Mom Blogger: Julia Obst of Hello Giggles
The mom behind "Lies I Tell My Daughter" opens up, and we're pretty sure she's telling the truth
“Daddy and I aren’t yelling; we’re just using our outside voices.” “Don’t worry—girls get nicer as you get older.” “If you eat shrimp, you’ll become a better swimmer.”
Whether you see these statements as sweetly sugarcoated truths or flat-out lies, they might be useful parenting tools—or so suggests the title of Julia Obst’s popular column on Hello Giggles, “Lies I Tell My Daughter” (@liesitellmyd). But let there be no mistake: Obst’s fabrications are far more eloquent than lazy, more heartfelt than malicious (though her biting humor can sometimes blur the lines). We talked to the mother of two daughters about what constitutes a problematic fib, the pressure of raising girls, and how a trip to Pinkberry just might have changed her career. —Lucie Alig
How did you come up with the “lies” slant for your blog?

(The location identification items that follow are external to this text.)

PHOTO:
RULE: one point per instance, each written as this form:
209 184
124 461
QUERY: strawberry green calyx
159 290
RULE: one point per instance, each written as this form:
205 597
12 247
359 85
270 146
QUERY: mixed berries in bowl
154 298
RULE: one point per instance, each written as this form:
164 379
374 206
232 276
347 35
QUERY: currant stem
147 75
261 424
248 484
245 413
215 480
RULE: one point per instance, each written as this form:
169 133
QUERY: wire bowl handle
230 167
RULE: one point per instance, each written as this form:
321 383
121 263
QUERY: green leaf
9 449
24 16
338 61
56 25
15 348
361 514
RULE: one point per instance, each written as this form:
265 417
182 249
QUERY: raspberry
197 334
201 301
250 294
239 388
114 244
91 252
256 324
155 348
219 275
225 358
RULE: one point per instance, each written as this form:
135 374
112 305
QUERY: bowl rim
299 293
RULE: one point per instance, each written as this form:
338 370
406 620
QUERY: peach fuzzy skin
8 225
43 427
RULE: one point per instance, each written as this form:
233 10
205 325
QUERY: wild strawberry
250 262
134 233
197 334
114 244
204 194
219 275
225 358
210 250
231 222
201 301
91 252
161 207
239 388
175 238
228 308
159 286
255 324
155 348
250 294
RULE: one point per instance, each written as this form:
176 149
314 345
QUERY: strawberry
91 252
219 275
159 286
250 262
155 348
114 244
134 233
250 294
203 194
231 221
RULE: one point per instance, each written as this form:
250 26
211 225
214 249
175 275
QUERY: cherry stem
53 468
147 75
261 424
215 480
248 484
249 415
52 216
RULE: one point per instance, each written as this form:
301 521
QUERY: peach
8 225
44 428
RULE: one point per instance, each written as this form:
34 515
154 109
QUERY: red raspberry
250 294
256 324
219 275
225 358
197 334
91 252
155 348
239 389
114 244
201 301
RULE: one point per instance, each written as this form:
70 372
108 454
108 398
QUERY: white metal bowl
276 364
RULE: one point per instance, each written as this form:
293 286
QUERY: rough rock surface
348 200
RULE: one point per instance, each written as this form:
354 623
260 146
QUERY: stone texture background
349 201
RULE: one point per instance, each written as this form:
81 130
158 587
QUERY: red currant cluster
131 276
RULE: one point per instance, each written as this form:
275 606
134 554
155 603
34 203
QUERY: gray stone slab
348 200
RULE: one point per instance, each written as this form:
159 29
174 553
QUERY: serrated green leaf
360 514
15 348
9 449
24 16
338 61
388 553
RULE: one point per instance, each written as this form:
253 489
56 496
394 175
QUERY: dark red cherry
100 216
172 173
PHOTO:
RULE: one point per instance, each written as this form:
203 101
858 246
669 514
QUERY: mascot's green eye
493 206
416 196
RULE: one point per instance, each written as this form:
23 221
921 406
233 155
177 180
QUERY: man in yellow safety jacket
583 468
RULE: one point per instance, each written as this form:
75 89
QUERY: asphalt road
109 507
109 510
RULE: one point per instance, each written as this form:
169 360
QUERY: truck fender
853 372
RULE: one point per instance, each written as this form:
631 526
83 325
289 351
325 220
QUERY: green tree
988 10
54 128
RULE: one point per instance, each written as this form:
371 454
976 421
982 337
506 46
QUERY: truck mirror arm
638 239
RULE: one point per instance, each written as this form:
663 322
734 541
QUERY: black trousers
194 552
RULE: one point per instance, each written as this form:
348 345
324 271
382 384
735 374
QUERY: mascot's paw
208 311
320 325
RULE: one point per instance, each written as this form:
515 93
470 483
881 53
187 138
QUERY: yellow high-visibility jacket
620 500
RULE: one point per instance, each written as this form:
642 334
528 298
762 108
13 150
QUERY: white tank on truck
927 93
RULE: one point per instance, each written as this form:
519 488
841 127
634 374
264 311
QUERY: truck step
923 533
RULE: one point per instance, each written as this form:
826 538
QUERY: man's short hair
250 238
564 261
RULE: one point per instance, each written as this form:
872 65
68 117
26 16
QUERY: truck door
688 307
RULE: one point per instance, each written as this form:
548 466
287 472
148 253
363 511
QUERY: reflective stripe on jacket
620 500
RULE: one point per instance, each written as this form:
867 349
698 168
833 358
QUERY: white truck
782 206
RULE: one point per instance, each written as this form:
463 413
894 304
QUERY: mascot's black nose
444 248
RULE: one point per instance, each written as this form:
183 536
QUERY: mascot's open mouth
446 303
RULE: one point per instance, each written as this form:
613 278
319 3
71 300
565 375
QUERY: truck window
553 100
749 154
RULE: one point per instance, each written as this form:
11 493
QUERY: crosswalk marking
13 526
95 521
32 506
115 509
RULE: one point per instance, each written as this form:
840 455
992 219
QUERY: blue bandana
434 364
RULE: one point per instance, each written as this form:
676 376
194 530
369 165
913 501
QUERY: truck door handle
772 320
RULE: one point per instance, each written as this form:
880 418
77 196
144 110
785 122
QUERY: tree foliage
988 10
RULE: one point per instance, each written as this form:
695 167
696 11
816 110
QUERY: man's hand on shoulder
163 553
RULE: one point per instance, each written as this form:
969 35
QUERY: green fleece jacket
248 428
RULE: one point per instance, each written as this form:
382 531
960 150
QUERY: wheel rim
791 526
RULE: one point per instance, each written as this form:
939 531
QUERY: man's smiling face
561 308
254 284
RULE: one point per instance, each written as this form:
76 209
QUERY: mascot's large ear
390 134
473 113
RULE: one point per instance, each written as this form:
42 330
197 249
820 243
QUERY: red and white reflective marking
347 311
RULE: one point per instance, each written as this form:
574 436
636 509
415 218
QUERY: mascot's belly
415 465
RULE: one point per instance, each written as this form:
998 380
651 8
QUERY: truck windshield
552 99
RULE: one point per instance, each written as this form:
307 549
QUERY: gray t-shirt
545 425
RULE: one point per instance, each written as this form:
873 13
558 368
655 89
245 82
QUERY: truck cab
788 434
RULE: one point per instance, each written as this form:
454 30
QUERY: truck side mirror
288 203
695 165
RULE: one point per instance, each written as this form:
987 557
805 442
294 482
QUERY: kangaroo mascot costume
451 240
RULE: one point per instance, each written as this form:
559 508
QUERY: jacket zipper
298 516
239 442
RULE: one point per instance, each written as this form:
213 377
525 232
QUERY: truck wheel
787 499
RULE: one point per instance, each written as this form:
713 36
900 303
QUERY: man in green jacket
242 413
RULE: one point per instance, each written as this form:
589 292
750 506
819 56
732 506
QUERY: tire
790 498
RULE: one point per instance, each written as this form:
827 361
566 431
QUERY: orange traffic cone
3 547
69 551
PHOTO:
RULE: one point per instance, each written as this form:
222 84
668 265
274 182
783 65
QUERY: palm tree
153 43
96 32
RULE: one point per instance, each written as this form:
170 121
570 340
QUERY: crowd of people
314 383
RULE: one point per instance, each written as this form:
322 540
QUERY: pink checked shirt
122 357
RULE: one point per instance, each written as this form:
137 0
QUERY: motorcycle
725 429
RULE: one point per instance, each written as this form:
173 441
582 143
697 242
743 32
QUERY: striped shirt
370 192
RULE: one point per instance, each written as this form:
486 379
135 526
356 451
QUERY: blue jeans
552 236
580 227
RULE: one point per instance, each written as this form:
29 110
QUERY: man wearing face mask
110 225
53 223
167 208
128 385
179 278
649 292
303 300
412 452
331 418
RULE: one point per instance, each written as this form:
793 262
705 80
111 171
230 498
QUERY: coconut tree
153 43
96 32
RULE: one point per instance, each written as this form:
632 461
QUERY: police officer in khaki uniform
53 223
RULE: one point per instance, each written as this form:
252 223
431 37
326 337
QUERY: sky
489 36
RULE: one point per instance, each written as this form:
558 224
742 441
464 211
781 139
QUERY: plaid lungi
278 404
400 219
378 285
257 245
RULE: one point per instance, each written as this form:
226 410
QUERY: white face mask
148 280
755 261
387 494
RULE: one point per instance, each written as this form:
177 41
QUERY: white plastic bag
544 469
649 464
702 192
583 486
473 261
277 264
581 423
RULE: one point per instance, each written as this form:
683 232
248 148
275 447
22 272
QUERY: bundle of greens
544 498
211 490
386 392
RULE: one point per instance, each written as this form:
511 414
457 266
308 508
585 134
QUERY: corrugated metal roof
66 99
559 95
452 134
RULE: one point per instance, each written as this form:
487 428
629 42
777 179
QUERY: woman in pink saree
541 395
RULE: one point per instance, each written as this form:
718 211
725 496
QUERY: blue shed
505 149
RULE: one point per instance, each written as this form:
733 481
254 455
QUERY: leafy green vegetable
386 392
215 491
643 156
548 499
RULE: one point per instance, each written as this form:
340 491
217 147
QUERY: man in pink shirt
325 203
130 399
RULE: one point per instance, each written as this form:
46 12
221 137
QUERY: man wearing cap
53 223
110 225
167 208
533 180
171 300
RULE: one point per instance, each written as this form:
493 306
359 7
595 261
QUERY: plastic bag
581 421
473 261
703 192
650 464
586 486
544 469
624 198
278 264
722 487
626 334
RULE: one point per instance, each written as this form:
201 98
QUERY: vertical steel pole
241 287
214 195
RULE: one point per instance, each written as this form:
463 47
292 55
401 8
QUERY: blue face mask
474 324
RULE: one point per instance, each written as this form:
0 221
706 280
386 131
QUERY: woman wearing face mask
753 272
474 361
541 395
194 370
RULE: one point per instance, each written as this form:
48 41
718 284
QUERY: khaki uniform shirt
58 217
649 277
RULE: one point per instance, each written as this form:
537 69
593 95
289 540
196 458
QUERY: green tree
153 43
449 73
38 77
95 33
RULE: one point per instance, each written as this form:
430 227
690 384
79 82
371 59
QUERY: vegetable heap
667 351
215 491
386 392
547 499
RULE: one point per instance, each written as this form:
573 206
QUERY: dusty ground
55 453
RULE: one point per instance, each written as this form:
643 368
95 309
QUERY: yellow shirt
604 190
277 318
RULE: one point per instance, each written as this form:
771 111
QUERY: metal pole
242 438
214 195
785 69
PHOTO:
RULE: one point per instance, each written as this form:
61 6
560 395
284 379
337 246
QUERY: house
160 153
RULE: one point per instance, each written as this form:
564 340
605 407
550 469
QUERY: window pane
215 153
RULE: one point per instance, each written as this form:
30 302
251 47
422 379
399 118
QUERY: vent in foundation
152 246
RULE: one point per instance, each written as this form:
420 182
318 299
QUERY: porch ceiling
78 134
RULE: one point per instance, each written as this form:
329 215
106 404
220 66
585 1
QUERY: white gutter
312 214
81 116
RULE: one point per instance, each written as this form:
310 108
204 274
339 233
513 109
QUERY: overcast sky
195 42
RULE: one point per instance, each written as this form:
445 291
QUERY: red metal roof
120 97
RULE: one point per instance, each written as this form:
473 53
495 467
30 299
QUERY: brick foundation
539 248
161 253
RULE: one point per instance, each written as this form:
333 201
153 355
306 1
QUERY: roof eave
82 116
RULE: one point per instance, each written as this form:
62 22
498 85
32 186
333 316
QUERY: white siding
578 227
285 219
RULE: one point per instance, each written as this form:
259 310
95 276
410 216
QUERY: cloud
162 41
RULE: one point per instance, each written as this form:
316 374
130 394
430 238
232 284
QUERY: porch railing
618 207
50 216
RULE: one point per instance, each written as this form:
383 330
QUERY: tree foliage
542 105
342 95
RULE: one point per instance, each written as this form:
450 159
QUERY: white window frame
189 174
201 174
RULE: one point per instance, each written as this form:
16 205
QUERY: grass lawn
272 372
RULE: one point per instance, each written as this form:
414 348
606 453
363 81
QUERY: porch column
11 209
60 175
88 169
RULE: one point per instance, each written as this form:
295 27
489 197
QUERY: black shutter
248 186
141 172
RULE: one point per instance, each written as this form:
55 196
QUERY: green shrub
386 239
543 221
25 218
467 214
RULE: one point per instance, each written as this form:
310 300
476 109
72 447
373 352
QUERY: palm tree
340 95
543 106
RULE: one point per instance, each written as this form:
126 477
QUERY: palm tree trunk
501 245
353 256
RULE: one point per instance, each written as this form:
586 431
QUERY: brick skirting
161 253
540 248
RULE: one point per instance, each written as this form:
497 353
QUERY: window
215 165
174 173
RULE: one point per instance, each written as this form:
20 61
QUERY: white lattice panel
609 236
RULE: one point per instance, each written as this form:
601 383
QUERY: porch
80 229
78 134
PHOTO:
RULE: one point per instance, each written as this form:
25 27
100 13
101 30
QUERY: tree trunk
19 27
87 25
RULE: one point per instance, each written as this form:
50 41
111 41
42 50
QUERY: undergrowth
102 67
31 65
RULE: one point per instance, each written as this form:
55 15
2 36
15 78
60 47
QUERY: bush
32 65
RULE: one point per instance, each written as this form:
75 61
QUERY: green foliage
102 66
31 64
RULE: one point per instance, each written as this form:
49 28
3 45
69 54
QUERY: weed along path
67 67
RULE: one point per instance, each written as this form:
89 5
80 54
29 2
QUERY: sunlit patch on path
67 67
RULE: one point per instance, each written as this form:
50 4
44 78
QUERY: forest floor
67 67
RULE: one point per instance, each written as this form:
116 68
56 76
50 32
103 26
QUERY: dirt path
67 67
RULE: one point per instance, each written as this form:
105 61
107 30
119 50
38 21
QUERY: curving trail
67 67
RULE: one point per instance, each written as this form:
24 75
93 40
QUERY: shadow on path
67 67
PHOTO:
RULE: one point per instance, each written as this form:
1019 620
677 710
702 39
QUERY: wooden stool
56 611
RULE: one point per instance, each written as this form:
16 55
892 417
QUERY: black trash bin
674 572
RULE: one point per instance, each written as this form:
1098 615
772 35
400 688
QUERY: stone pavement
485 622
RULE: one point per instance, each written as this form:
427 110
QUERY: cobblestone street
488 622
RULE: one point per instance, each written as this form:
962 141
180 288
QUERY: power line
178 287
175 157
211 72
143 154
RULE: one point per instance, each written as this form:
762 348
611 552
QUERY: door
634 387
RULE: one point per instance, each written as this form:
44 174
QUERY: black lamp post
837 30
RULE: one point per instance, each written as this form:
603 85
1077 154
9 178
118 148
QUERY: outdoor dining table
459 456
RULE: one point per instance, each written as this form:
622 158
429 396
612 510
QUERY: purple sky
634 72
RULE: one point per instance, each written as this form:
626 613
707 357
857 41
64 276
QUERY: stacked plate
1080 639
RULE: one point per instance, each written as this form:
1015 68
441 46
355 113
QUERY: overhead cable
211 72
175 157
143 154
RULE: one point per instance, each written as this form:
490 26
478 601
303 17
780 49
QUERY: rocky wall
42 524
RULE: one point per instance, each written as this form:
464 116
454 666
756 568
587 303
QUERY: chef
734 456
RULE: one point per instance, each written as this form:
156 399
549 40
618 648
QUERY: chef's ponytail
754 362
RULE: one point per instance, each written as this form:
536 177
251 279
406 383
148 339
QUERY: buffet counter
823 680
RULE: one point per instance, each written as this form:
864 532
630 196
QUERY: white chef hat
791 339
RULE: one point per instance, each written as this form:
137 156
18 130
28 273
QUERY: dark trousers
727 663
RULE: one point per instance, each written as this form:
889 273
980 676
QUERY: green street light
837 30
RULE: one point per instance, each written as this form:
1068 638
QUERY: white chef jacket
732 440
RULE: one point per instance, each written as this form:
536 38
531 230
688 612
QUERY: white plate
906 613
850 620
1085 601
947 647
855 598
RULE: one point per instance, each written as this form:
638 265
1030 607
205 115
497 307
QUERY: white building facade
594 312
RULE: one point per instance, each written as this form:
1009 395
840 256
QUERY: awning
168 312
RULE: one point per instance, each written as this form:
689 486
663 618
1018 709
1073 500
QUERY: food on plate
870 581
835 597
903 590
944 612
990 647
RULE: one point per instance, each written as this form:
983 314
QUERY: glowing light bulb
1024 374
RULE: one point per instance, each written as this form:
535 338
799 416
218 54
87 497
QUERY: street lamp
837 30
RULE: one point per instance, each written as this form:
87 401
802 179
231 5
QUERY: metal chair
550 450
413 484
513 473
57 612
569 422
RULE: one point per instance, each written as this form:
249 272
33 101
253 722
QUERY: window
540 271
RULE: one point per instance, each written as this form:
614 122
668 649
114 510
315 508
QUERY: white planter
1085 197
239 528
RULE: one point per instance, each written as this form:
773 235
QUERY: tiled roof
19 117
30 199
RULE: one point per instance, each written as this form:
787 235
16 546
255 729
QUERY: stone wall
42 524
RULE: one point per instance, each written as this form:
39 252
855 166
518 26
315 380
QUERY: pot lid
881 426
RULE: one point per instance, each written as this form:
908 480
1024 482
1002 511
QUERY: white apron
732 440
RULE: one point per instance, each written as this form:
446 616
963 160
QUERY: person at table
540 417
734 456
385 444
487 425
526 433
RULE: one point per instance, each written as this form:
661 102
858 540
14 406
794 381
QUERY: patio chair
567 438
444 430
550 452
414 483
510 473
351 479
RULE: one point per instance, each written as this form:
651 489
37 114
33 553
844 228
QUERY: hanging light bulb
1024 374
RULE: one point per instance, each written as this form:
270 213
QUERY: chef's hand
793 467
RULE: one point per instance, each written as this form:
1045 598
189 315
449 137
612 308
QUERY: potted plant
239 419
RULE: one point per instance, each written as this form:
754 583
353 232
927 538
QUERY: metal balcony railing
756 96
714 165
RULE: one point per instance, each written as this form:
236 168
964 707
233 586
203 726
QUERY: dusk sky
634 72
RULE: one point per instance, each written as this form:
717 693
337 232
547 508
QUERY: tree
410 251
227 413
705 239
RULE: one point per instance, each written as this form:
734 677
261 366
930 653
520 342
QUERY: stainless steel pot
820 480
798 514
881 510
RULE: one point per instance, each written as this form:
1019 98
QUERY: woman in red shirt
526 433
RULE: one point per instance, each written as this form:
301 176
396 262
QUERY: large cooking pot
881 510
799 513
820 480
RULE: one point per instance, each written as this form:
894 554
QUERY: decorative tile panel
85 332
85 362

Honestly, I was in the car one day with my daughter and she was throwing a bit of a temper tantrum on our way to Pinkberry. When we got there, to my surprise, the location had closed down. So I looked at her (as I didn’t think she deserved a Pinkberry at that point anyway) and said, “See? They closed this location down because you were being a bad listener.” She just looked at me and said, “Sorry, I will be a better listener.” I thought, I should make a list of all these silly white lies I tell her, as they’re kind of funny and seem to work!
Can you speak to how white lies factor into parenting? What comes of stretching the truth for the younger set?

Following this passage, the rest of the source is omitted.